Le maire dit comprendre que les citoyens se posent des questions. Lui-même, d'ailleurs, en a plusieurs qui sont demeurées sans réponse.
«Pourquoi seulement un bateau pour 1600 tonnes? Premièrement, pourquoi un bateau? C'est sûr qu'il doit y avoir des techniciens, des ingénieurs pour dire que ça rentre, [que] ça va se rendre. Mais le monde ne réagit pas comme ça. Ça manque de perspective dans la réflexion.» Si ce premier transport va de l'avant, il craint que la porte ne soit désormais ouverte pour tous ceux qui voudraient utiliser le fleuve Saint-Laurent pour le transit de déchets nucléaires.

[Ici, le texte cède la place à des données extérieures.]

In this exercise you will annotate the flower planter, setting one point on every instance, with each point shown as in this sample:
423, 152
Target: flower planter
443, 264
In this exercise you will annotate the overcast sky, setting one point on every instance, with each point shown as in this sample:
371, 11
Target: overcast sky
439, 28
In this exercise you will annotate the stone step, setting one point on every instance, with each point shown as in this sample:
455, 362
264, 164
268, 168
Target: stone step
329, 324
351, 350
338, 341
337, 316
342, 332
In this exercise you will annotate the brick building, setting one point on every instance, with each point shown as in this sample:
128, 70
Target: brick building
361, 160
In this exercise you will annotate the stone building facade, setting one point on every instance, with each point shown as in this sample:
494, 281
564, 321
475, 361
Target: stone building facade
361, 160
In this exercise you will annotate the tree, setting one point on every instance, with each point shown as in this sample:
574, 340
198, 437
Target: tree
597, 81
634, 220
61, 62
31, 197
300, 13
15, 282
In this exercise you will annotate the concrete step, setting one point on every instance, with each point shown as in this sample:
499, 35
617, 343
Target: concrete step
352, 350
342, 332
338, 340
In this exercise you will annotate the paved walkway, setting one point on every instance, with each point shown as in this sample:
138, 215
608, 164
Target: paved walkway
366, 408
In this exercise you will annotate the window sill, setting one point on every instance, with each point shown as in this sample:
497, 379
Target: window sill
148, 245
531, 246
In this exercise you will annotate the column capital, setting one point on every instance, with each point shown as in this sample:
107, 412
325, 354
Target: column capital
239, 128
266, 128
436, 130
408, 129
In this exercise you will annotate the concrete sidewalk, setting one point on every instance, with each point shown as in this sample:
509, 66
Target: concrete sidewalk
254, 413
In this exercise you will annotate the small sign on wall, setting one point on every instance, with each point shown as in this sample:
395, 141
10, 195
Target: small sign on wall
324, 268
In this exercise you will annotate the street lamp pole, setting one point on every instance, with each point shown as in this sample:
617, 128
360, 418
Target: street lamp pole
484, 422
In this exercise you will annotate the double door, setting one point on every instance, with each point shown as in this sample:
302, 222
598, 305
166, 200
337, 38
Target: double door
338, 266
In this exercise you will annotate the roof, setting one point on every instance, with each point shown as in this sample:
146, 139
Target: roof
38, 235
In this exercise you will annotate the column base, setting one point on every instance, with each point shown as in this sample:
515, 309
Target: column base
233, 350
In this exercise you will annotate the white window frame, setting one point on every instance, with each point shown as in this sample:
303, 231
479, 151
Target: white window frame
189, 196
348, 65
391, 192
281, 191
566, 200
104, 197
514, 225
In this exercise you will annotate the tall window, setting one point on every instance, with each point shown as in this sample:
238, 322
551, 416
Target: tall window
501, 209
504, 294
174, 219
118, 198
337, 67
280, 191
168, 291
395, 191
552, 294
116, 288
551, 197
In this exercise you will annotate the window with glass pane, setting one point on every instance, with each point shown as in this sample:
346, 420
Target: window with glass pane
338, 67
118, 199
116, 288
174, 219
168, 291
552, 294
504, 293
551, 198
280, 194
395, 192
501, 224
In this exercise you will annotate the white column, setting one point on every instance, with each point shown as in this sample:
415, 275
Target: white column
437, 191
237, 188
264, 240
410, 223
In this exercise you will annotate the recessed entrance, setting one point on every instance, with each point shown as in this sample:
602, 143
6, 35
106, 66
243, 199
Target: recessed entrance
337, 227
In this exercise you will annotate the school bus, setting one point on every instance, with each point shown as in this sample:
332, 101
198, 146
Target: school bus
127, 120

Pas moins de 116 villes s'opposent officiellement à la décision de la Commission canadienne de sûreté nucléaire (CCSN) d'autoriser le transport par navire de 16 vieux transformateurs de vapeur radioactifs entre la baie Géorgienne et la banlieue de Stockholm. La Communauté métropolitaine de Québec, également, «exprime son inquiétude et son mécontentement face à la décision de la CCSN».
Plus loin, le communiqué relève que «les analyses d'impact produites par la Commission semblent également reposer sur un scénario de réussite plutôt que sur un scénario de la pire éventualité, alors que la fragilité de l'écosystème Grands Lacs-Saint-Laurent, elle, ne fait aucun doute».
Les porte-parole du ministère de l'Environnement répètent depuis dimanche que Québec suit l'évolution du dossier et que des mesures doivent être adoptées pour protéger l'environnement. En septembre, le ministre Pierre Arcand a également exprimé sa préoccupation à son homologue fédéral de l'époque, Jim Prentice. Dans cette lettre, dont Le Soleil a obtenu copie, l'inquiétude du ministre va beaucoup plus loin que ne le laissent entendre les lignes de presse.
Vives préoccupations
«Cette opération sans précédent à ma connaissance au pays, voire en Amérique du Nord, soulève de vives préoccupations au sein du gouvernement du Québec, et en particulier au ministère du Développement durable, de l'Environnement et des Parcs, vu les préoccupations [sic] qu'elle suscite au plan des risques environnementaux», écrit le ministre.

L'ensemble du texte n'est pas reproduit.